Aidants : mon proche ne me reconnait plus!

Positive old female portraitComment gérer les pertes de mémoire d’un proche et comment appréhender ses épisodes de désorientation? Cette question, ils sont de très nombreux aidants à se la poser.

Du point de vue de l’aidant Alzheimer

Pour l’aidant, la difficulté consiste d’abord dans l’acceptation de la situation. Arriver à accepter que son proche change, qu’il ne nous reconnait plus. Tout cela est vécu comme un choc par la plupart des aidants familiaux. Ceux ci réagissent le plus souvent par une réaction de déni où ils refusent d’admettre que la maladie empêche leur proche de les reconnaître. Source de souffrance, cette phase de déni ne doit pas perdurer trop longtemps sinon, la prise en charge du malade Alzheimer sera retardée. Plus vite, l’aidant acceptera le diagnostic, plus vite, il pourra mettre en oeuvre le processus d’accompagnement thérapeutique. Ce déni est source de vulnérabilité pour les aidants. Une vulnérabilité qui augmente avec les troubles du comportement, l’aggravation de la maladie, le nombre d’heures et d’années passées, et qui varie également en fonction de l’âge de l’aidant, de sa capacité d’adaptation, comme celle de pouvoir faire le deuil de la relation passée, de l’image de l’autre, et enfin de sa capacité à demander de l’aide…

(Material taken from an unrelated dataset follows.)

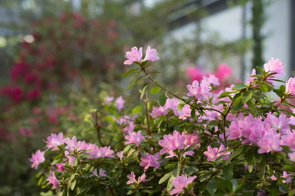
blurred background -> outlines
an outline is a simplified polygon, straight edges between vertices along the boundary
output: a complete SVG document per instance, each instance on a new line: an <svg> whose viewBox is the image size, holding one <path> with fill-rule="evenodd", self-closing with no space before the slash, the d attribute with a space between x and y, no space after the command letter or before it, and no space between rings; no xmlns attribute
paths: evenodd
<svg viewBox="0 0 295 196"><path fill-rule="evenodd" d="M31 153L52 132L91 139L85 114L106 96L140 104L148 81L127 92L121 81L136 68L123 64L134 46L157 49L149 69L175 92L209 74L221 89L245 81L272 56L287 65L282 80L294 76L295 9L293 0L1 0L0 195L40 195Z"/></svg>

Du point de vue du malade Alzheimer

A-t-il conscience de ses pertes de mémoire? En souffre -t-il? Il semblerait que oui, certains spécialistes sont d’avis que le malade aurait conscience de ses déficiences lors de ses brèves périodes de conscience. Ce serait cette conscience de leurs déficiences qui engendrerait cette sensation d’angoisse chez les malades atteints d’Alzheimer. C’est également ce qui pourrait être à la source du comportement agressif de certains d’entre eux. La psychologue Judith Mollard, rajoute que :« La maladie d’Alzheimer ne prive pas du jour au lendemain la personne de toutes ses capacités mnésiques mais elle les fragilise progressivement, entraînant souvent une perte de l’initiative,une baisse de l’estime de soi, une possibilité de repli sur soi qui à terme isole la personne malade et l’exclut de toute vie sociale. Vivre avec une maladie grave et longue conduit à des réajustements dans la vie quotidienne, à des redéfinitions de soi et des rapports aux autres qui sont essentiels et qui doivent être accompagnés. »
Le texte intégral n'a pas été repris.